How do I target a resource at the document root fragment of a message without having to specify the name of the root Element?

Specify the selector as "$document".

How do I target a resource at all Elements of a message?

Specify the selector as "*".

What happens to message elements I don't target any resources at?

They remain in the resulting document, untouched. This is unlike a templating type system (e.g. XSLT) where this would result in these fragments being omitted from the resulting document.

Can I target more than one resource at a message fragment?

You can. They will be sorted an applied by Smooks in order of their configuration specificity. See the SmooksResourceConfigurationSortComparator.

What technologies are supported by Smooks?

Smooks supports a number of technologies and can easily be extended to support more. These technologies are bundled in what we call "Cartridges". A single cartridge may support more than one type of processing technology.

See the current list of Smooks cartridges and the technologies they add support for.

Apart from message Transformation, what other forms of message processing are possible with Smooks?

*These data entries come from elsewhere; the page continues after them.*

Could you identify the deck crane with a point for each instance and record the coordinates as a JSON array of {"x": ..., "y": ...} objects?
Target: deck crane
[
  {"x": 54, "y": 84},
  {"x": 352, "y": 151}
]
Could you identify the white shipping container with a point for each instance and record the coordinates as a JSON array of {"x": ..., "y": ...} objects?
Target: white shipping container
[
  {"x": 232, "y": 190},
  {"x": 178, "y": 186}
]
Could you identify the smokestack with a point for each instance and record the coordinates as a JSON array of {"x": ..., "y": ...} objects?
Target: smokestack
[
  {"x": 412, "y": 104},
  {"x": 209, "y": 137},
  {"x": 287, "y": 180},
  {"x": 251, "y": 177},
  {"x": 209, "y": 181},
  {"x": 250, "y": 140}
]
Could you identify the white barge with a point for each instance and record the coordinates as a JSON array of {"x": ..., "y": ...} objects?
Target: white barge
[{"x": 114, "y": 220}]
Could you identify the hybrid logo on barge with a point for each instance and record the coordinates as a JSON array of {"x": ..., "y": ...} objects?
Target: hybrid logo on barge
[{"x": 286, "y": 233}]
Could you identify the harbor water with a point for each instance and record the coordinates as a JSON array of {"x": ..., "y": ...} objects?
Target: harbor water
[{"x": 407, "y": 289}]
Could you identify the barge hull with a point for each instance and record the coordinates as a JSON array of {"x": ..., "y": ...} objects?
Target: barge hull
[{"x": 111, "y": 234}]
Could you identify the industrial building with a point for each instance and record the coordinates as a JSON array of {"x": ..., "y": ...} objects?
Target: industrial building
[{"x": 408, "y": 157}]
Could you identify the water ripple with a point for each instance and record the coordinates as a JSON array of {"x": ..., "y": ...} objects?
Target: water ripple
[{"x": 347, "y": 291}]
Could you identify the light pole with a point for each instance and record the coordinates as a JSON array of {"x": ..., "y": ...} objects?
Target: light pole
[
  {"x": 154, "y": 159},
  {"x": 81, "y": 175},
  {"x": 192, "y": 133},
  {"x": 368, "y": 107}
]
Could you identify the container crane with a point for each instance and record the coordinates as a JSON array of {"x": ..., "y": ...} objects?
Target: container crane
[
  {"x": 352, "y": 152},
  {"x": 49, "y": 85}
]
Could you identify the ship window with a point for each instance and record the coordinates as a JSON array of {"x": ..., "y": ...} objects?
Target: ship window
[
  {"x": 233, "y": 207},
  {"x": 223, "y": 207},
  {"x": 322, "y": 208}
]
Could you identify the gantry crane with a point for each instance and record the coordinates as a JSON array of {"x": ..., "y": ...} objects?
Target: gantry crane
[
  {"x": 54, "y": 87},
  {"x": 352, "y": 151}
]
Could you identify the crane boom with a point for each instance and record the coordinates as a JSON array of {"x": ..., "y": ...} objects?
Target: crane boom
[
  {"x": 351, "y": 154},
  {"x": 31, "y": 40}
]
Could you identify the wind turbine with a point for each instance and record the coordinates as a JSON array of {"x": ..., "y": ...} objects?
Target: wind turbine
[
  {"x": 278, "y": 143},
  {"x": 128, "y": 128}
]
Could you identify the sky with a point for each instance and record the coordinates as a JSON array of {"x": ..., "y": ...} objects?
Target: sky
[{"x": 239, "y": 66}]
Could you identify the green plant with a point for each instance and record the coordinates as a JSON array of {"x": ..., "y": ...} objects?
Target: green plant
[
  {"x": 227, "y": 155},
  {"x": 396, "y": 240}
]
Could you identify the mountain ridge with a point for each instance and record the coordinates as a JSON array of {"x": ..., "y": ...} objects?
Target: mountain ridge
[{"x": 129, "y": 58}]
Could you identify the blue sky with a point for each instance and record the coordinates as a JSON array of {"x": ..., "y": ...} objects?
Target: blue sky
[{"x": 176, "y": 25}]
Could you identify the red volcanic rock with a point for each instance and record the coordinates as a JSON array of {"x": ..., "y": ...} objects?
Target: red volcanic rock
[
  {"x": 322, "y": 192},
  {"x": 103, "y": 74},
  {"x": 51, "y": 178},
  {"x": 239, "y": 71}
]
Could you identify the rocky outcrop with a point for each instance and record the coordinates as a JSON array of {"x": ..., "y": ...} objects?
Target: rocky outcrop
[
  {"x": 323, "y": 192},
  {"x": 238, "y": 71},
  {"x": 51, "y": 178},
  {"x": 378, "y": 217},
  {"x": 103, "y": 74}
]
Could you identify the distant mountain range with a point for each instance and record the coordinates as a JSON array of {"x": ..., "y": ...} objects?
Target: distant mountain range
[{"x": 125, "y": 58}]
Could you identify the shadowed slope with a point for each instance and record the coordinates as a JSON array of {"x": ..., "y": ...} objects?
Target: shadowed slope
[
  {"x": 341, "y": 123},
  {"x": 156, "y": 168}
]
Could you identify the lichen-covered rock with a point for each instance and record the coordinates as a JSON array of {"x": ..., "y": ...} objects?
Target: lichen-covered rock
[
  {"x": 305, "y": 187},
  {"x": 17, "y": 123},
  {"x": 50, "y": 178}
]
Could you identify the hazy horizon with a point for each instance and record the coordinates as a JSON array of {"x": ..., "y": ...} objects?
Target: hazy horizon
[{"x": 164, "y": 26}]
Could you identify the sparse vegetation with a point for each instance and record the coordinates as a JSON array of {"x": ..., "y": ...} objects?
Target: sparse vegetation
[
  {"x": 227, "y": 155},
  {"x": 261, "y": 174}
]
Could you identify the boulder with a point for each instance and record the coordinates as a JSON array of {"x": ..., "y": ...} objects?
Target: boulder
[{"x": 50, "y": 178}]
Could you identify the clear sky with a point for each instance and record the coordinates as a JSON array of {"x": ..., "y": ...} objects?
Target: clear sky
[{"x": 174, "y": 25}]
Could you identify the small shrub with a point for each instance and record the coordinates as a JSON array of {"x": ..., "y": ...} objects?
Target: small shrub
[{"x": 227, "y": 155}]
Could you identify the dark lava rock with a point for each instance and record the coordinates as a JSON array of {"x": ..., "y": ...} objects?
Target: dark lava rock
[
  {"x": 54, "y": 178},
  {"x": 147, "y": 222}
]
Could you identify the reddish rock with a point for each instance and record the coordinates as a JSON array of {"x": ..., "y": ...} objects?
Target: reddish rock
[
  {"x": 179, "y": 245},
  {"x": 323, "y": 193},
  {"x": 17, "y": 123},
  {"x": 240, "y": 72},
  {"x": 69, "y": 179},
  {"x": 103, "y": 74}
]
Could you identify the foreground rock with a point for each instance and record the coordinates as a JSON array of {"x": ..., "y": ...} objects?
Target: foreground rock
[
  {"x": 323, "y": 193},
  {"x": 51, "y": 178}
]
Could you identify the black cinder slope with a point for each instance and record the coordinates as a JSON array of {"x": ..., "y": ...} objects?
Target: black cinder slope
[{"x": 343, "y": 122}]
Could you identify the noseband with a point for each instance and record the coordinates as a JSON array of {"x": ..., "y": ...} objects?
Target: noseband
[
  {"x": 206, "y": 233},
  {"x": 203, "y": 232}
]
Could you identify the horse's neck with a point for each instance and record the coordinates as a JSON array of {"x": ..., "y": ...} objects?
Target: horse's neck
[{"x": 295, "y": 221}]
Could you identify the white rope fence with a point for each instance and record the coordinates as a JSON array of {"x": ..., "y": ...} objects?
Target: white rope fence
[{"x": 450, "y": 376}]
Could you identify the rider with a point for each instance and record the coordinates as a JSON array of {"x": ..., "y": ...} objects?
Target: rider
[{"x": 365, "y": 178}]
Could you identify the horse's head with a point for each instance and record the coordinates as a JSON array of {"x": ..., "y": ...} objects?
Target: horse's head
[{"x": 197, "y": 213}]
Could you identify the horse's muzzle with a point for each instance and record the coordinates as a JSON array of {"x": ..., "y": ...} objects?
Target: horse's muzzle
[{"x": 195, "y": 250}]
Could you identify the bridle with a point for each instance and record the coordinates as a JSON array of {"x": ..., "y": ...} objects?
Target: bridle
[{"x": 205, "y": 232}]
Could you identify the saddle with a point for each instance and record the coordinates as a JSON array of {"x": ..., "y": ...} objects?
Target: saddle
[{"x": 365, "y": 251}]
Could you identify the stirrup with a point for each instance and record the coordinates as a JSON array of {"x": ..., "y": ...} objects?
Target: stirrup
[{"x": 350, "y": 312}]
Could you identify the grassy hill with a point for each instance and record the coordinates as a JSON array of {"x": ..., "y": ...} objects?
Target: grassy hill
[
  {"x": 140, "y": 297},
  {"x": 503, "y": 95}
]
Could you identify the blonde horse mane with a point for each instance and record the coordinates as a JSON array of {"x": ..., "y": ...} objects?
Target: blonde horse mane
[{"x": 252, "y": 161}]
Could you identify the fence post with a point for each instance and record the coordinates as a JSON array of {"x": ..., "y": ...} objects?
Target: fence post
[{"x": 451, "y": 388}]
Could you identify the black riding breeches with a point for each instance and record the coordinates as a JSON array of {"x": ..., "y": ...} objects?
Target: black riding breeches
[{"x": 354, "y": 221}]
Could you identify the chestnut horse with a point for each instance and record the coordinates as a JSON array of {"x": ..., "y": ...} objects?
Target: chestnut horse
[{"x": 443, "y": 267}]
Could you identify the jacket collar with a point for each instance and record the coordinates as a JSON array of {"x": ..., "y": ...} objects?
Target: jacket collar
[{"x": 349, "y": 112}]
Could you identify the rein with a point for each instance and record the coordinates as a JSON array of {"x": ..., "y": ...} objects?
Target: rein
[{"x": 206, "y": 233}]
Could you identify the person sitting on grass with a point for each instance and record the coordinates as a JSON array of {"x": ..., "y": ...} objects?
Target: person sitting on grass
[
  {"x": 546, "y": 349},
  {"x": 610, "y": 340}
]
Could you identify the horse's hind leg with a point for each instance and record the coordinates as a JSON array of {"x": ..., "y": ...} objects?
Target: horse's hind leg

In most of the Smooks documentation we talk about Smooks in the context of data transformation. However, the core of Smooks (smooks-core) knows nothing about data transformation and so does nothing specific in this area. It's basically an engine for applying "visitor" logic to data "fragments". This logic can be data transformation logic, or it can be logic for processing/analyzing data in any way you require.

So, the answer to this question is - "whatever type of processing you require". Just write the visitor implementation(s) and get Smooks to apply the logic on the target fragments. Visitor implementations can interact with each other via the ExecutionContext.

Can a single Smooks instance be used concurrently?

Absolutely!

Can Smooks be extended to support other transformation/processing technologies?

Sure. To add support for another transformation or processing technology, you need to implement a ContentHandlerFactory for that technology. As examples, see the following ContentHandlerFactory implementations:

  1. XslContentHandlerFactory  : Adds support for XSLT.
  2. StringTemplateContentHandlerFactory  : Adds support for the StringTemplate templating framework.
  3. GroovyContentHandlerFactory  : Adds support for Groovy scripted resource.

Hooking the content delivery unit creator implementation into Smooks is a matter of specifying a Smooks resource for the content delivery creator. See the configurations file for the above templating "CDU Creators".

Note how the selector for all CDU Creators is always "cdu-creator". This is how Smooks looks up all the CDU Creators targeted at a message profile. Also note how each of the CDU Creator configurations has a "restype" parameter denoting the resource type. Smooks uses this to select the appropriate CDU Creator for a given resource.

NOTE  : Since Smooks v1.0, other transformation/processing technologies are supported by implementing the ContentHandlerFactory interface. Registering the ContentHandlerFactory is just a matter of adding a file named "content-handlers.inf" to the META-INF folder of factory's jar file and listing the implementation class(s) there in (one per line).